The acquisition curve is the headline. The funnel is the problem. Both are real, both are diagnosed, the relevant fixes are shipping. Numbers are from Firebase Analytics through 2026-04-19; the next traction refresh is due.
Two known leaks, both diagnosed, neither hidden.
MRR is $0 as of writing. Stripe is wired but the conversion-tracking allowlist was broken in three layers; all three patched this week, plus the customer.subscription.created webhook for billing-portal upgrades. Razorpay lands before the next paid push so India can convert in INR.
~$1K total, ads + infrastructure combined. Solo-built, no payroll, no co-founder.
Six-month view. Order matters. The first thing is the gate to everything else.
Razorpay for India.

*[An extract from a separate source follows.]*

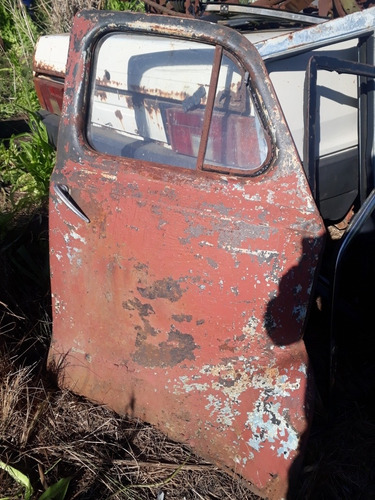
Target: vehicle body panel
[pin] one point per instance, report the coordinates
(180, 296)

First paid conversions. Validate the $1 BYOK and $5 Individual tiers in the 80% of traffic that's already here. Floor MRR target before opening a pre-seed.
Online tournaments on top of the existing /live room infrastructure: open registration, format-specific brackets, swiss + single-elim, AI-judged elimination rounds with optional human-judge override on finals. A unified Elo across AI-judged solo rounds and human-vs-human rounds — one ladder, one rating. First public tournament invitational seeded from the existing user base; recurring weekly opens after. This is the surface that turns the product from a sparring tool into a sport.
LinkedIn outbound to 1L/2L law students for the $20/year Team tier (US conversion multiplier). "Coach Pro Forever" free for any verified debate coach, no questions asked, gating the per-seat school sale. Pilot programs with the first 3 US Urban Debate Leagues and the first 18 UWC schools. Schools get a private bracket inside the tournament engine for intramural play.
Capacitor wrap of the existing PWA. Six-week MVP. Structurally fixes the in-app-browser auth bug and unlocks push notifications, which is the missing retention lever.
Organic search is currently near zero because the splash interstitial at root was indexing an empty page. Root now serves the full landing again. SoftwareApplication + FAQPage structured data is in. Search Console verification placeholder is wired; once verified, the queries this site already ranks for become visible. Distinct from this: a TikTok + Instagram content engine (5 pillars, 30 posts in 30 days) is the consumer-acquisition lever next to paid.
Core TAM is ~575,000 competitive debaters globally. Adjacent (forensics, MUN, mock trial, law students) is ~8M. The stretch is the 1.5 billion people learning English. Speak hit $20M ARR at ~2M MAU on the AI-English-tutor thesis; Duolingo did 100M MAU at $84/yr on grammar. "Practice speaking English by arguing with an AI" is the same thesis applied to argumentation. If the data supports it, the debate market becomes a rounding error.
Investors want to know "why this person for this problem." Here.
Solo founder. Sophomore at the University of Chicago, philosophy + business economics. Four-year parliamentary debater, national champion (AU ProAms). Built the first version of Debate AI as a sparring partner for himself, shared it with his circuit, and is growing it from that early base on ~$1K of total ad spend. The live count is small and public — see /community for the real number.
Solo founder for eight months. Six weeks full-time since the public launch. UChicago leave of absence for autumn 2026 is the plan if the funding cycle requires it. UWC alum; that network is the warmest non-circuit channel for the schools track.
The reason the format-accuracy moat is hard to copy: every other AI debate tool was built by someone who can ship product but didn't argue at the top of the country. The voice prompts are extracted from real APDA notes, real ballots, real cross-x patterns. Vibes alone don't get you there.
"The leverage in AI isn't in the model. It's in the workflow around it. Which prompt produces sharp critique, not generic hedging. When to let the agent push back versus defer. How to surface useful output in 30 seconds. That middle layer is where Debate AI lives."